Create Some Festive Art Crafts are a great form of entertainment, and a great way to decorate the house (especially if you had to take the exterior ones down). Using items that you have at home, you and your kids can finger paint Halloween figures or (if they’re old enough) create construction paper Jack O’ Lanterns. If you’re able to drive to a local store, pick up the supplies to make these amazing mummy cards.

Trick-or-Treat Indoors What’s Halloween without trick-or-treating?! Designate each grown-up to a room in the house, and have the kids go room-to-room to collect their treats.  This way the kids can safely get their candy and you can snap some pictures of them in their costumes (and send them to The Bump!).
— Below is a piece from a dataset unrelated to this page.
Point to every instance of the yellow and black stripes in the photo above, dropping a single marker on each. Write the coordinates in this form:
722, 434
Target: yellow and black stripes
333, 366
Dance to Spooky Music If you still have power (and we hope you do), then turn on some tunes! Using music resources like Pandora or Spotify, create a playlist of spooktacular songs. Include classics like “Monster Mash”, “Werewolves of London” and “Thriller,” but get a little creative and add songs from your favorite Halloween movies, like The Addam’s Family, Ghostbusters and Rocky Horror Picture Show.

Play Some Halloween Games Some added activities will help kids down from their sugar high. A simple and super fun one is Mummy Wrap. Divide the kids into pairs and give each team a roll of toilet paper. Instruct one member of each team to wrap his partner like a mummy (avoiding the head and wrapping arms separately).  Once wrapped, the mummy must hop to the finish line. Award the winning team and then reverse the partners.

Share Some Scary(ish) Stories When your child begs for their bedtime story, try telling a spooky one. Make up a tale about a witch who wants to be nice or a ghost who can’t seem to scare anyone. Not that creative? Sites like Scary For Kids have a lot of age-appropriate tales. Just make sure to skip over the ones with blood or gore.

How will you celebrate Halloween from home?